B. Conclusion subsidiaire de négligence : le rapport de 1997 (avril 1998)

[13] Le juge de première instance a estimé à titre subsidiaire que, si Deloitte s’est raisonnablement abstenue de démissionner en août ou en septembre 1997, elle a fait preuve de négligence en préparant le rapport de 1997, qu’elle a finalisé en avril 1998. Cette vérification, qui manquait [TRADUCTION] d’« indépendance d’esprit », reprenait pour l’essentiel le rapport exigé par la loi pour l’exercice 1996 (« rapport de 1996 »), malgré le fait que (1) Livent présentait déjà un risque excessif, étant donné ses [TRADUCTION] « antécédents plus que modestes en matière de pratiques comptables agressives, voire douteuses » (motifs de première instance, par. 211); et que (2) Deloitte avait découvert, avant que la vérification ne soit terminée, que Livent l’avait délibérément induite en erreur quant à la nature des ententes contractuelles sur lesquelles reposait l’accord sur les droits relatifs à la propriété du dessus. D’une certaine façon, cette dernière découverte d’une tromperie délibérée — qui a précédé une [TRADUCTION] « pagaille monstre » (par. 213) — n’a pas suffi à convaincre Deloitte de mettre fin à son association avec Livent, même si tous ses associés principaux appelés à témoigner ont admis que [TRADUCTION] « leur scepticisme professionnel collectif aurait dû être des plus élevés » à ce moment (par. 214), et même si l’explication que Livent a donnée par la suite au sujet de cette tromperie [TRADUCTION] « n’avait absolument aucun sens » (par. 234(5)). Que Deloitte se soit pliée de bon gré aux demandes manifestement frauduleuses de Livent a non seulement laissé le juge de première instance [TRADUCTION] « bouche bée » (par. 238), mais défiait [TRADUCTION] « toute compréhension » (par. 239).

[14] Compte tenu de ce qui précède, le juge de première instance a également évalué le préjudice subi par Livent à une date d’évaluation [TRADUCTION] « subsidiaire », à savoir le 31 mars 1998, soit la date à laquelle Deloitte aurait présenté une opinion prudente si elle avait agi de façon raisonnable (motifs de première instance, par. 306, note 188, et par. 369, note 228).

[15] Nous répétons que la fin que visait la déclaration est d’une importance cruciale.

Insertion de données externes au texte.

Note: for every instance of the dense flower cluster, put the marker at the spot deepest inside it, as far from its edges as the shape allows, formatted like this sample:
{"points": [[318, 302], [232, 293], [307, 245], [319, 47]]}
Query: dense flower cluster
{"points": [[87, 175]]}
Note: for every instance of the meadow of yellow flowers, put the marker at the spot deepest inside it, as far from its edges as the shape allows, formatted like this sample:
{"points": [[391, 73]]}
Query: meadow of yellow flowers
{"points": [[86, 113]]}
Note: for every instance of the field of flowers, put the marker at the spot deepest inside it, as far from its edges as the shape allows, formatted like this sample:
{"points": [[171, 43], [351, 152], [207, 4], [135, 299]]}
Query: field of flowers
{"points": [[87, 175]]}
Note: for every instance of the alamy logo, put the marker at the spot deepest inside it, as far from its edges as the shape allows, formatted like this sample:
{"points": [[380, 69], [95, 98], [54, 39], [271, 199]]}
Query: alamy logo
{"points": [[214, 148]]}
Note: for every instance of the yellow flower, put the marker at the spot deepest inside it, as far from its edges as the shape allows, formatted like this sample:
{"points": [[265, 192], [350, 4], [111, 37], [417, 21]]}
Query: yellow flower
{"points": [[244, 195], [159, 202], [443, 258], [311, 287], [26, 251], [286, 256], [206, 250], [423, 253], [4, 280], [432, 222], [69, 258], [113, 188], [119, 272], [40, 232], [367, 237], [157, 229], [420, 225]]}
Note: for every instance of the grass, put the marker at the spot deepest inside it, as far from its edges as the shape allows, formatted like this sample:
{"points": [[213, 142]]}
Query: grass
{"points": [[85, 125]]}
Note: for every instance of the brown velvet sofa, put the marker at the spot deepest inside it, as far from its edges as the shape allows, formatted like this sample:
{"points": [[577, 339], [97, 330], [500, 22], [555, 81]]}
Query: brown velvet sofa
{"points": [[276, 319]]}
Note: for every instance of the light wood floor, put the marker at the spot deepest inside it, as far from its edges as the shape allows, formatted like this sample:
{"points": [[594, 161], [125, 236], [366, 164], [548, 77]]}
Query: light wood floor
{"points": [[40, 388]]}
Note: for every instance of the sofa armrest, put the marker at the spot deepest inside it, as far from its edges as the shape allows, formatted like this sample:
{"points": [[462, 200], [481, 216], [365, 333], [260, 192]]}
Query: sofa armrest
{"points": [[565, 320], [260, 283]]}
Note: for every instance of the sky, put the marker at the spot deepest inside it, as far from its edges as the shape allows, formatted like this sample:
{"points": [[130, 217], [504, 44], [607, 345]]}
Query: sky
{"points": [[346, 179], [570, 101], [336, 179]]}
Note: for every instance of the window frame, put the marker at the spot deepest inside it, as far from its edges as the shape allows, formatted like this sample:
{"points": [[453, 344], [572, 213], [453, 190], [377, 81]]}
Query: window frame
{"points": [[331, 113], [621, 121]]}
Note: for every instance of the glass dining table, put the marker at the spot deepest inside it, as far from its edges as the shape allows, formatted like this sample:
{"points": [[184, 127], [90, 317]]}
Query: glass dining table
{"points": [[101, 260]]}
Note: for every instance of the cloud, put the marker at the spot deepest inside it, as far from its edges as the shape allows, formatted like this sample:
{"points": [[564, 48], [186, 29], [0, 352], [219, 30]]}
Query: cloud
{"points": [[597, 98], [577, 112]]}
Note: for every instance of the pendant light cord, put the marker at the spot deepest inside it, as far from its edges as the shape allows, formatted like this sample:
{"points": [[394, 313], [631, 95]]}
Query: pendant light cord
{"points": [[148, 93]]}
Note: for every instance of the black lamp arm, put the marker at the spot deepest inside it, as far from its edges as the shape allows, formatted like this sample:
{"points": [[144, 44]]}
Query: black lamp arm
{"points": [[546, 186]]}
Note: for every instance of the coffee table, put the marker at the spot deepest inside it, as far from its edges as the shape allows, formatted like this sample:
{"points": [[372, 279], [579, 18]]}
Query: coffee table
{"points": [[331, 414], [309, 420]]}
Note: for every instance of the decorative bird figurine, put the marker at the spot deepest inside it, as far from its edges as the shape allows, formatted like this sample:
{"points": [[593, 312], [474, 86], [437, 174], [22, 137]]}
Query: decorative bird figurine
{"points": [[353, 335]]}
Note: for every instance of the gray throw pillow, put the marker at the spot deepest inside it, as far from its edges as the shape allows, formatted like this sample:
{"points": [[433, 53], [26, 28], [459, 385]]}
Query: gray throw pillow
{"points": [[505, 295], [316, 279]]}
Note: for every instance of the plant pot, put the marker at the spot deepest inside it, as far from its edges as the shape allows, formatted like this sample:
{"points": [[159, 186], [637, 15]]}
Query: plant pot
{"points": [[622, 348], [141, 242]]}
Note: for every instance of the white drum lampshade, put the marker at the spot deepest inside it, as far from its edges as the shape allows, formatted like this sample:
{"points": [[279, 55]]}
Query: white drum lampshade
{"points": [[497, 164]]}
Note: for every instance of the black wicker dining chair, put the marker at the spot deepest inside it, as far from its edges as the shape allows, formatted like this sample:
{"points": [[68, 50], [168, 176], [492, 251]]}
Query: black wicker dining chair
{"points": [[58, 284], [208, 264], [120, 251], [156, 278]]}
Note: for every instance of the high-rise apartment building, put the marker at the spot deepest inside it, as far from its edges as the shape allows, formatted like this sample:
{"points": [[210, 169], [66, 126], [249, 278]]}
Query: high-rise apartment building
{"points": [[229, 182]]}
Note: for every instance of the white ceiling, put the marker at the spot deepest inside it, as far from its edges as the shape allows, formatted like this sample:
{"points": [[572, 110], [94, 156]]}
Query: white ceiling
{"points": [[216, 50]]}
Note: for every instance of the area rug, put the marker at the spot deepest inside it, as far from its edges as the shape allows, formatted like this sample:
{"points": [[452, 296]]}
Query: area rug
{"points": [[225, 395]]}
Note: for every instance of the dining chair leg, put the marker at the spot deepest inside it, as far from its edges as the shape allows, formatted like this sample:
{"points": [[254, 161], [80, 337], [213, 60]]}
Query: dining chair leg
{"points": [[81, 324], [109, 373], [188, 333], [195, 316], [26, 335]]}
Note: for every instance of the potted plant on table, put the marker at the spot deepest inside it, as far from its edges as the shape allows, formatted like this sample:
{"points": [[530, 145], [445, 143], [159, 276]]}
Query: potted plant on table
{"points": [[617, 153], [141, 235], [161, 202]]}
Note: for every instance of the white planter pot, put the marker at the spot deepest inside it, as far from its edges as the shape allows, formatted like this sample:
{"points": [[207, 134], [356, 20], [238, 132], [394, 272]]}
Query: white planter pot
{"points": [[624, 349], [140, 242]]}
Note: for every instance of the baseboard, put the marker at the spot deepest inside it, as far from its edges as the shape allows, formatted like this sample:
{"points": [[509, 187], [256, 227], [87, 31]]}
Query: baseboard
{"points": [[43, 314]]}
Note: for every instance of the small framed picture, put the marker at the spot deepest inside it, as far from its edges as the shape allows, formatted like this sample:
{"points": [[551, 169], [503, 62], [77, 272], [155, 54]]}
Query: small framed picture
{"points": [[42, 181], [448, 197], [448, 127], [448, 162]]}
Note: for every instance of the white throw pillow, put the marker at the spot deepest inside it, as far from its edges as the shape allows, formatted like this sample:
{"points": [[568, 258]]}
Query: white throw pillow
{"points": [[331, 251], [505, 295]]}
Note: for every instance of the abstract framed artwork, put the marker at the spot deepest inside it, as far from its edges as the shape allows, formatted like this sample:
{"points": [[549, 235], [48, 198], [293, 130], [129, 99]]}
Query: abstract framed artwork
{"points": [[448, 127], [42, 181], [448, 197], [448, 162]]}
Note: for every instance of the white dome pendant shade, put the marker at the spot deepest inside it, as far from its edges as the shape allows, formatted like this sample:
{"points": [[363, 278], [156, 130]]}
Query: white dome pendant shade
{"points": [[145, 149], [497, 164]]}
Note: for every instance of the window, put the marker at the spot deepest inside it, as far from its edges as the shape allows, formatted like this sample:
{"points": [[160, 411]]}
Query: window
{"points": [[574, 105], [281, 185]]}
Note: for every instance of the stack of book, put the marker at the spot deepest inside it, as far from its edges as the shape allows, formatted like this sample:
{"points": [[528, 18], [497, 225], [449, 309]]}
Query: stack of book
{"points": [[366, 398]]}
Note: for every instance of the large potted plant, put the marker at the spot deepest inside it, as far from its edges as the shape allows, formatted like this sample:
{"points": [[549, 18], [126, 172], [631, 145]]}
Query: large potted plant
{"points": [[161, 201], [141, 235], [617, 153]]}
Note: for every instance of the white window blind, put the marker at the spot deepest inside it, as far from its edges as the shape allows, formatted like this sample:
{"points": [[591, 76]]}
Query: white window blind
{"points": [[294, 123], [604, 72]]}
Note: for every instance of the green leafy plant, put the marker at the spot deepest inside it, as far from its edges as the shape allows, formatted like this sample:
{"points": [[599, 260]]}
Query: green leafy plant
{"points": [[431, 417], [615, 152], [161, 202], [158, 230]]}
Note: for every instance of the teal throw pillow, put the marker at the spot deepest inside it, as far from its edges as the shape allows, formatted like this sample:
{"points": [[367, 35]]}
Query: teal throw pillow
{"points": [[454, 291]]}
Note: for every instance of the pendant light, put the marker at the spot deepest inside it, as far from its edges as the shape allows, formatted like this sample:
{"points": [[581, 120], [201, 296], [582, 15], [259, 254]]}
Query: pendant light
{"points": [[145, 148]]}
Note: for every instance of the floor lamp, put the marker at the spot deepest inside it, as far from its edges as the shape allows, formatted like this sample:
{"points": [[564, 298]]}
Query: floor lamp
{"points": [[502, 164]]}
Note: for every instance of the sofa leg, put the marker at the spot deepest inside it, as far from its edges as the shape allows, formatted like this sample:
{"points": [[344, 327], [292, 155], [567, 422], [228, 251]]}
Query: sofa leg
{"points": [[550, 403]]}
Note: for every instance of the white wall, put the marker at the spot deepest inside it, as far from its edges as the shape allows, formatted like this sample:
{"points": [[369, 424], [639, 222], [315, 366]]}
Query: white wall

Contrairement au communiqué de presse et à la lettre de confort (qui visaient à informer les investisseurs de la situation financière de Livent), le rapport de 1997 visait à informer Livent de sa propre situation financière, et ce, à diverses fins, la plus importante étant la surveillance de sa gestion par les actionnaires.
III. Analyse

A. Obligation de diligence

[16] Traditionnellement, le critère de l’arrêt Anns c. London Borough of Merton, [1997] 2 All E.R. 492 (H.L.) a régi l’analyse de l’obligation de diligence dans les décisions de notre Cour qui traitent des actions pour une perte purement économique (Hercules; Bow Valley Husky (Bermuda) Ltd. c. Saint John Shipbuilding Ltd., [1997] 3 R.C.S. 1210; Cie des chemins de fer nationaux du Canada c. Norsk Pacific Steamship Co., [1992] 1 R.C.S. 1021). Fait important cependant, le critère établi dans Anns qui permet, au Canada, d’imputer une responsabilité délictuelle a été depuis précisé. Dans Cooper c. Hobart, 2001 CSC 79, [2001] 3 R.C.S. 537, notre Cour a assuré une plus grande certitude du droit de la responsabilité délictuelle en clarifiant les facteurs qu’il convient d’examiner pour chacun des volets du critère de l’arrêt Anns. Bien que notre Cour n’ait pas encore appliqué le cadre d’analyse issu des arrêts Anns et Cooper à une affaire de négligence d’un vérificateur, nous faisons nôtres ces propos formulés par le juge La Forest au nom de la Cour dans Hercules : « . . . j’estime qu’il serait incorrect de créer une [TRADUCTION] “poche” de cas de déclaration inexacte faite par négligence [. . .] où l’existence d’une obligation de diligence serait déterminée différemment des autres cas de négligence » (par. 21).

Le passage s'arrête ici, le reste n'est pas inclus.